St Albans is to open its doors once more this Friday (Aug 21) for a second Cathedrals at Night event and Lichfield welcomes visitors to its Cathedrals At Night experience this August Bank Holiday weekend.
St Albans and Lichfield announce new ‘Cathedrals at Night’ events.
This second date follows the success of the first event in St Albans in late July, which attracted 400 visitors when this historic place of worship – shrine to Britain’s first saint, St Alban – opened its doors between 7pm and 9pm to allow people in to explore the building in a way they may not have done so before.
St Albans Cathedral will once again be illuminated as it moves from daylight to dusk during this reflective evening which will also see its 700-year-old wall paintings brought to life through unique projections.
There will also be opportunities to meet and hear from characters from the Abbey’s medieval past and explore what the modern Cathedral has to offer with its Pilgrimage Puppet Exhibition and it’s Last Supper installation by Lorna May Wadsworth, placed at the Altar of the Persecuted in the North Transept in support of the Black Lives Matter movement.
The Cathedral shop and Abbot’s Kitchen café will also be open on the night.
Lichfield Cathedral has also just announced it will host a Cathedrals At Night event on Saturday 29 August when the cathedral will open its doors to visitors until 10pm with an evening of reflection, prayer, ambient music and an opportunity to explore the beauty of this building and its hidden treasures.
Cathedrals At Night was co-ordinated by the Association of English Cathedrals (AEC) for 2020 Year of Cathedrals, Year of Pilgrimage as the first nationwide project that unites the 42 Church of England cathedrals – plus Westminster Abbey, Cathedral Isle of Man, and St Davids and St Asaph from the Church in Wales – around a single, simple campaign.

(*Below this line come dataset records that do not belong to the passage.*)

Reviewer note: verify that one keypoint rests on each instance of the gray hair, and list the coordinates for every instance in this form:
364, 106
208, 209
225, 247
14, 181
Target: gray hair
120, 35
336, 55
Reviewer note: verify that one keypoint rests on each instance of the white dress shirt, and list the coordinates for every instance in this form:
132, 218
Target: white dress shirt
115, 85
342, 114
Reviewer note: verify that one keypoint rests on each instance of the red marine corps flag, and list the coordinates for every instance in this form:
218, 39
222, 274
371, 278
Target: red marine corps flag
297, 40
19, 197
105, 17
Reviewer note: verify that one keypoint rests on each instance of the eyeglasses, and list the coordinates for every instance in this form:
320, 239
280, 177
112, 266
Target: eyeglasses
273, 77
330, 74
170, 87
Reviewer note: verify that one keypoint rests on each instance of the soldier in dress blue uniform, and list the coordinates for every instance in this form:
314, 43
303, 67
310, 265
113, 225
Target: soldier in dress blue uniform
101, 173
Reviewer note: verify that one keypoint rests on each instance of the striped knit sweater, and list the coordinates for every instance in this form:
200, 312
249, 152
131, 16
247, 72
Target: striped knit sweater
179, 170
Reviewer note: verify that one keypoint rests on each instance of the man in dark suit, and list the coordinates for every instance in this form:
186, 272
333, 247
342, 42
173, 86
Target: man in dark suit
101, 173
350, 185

Cathedrals at Night opens up an opportunity for cathedrals to reach new audiences and re-engage with those more familiar with cathedral life, by offering a mix of cultural, heritage and spiritual activities some of which will go on until late – and all of them are free.
The first Cathedrals At Night event took place in Rochester Cathedral in February under Luke Jerram’s Museum of the Moon installation in the Nave before lockdown and the coronavirus pandemic meant many cathedrals had to postpone or cancel their Cathedrals At Night plans.
St Albans was the first to re-instate it, following the easing of lockdown restrictions – and such was its success that they have planned more including a third Cathedrals at Night sometime during Heritage Open Days later in September.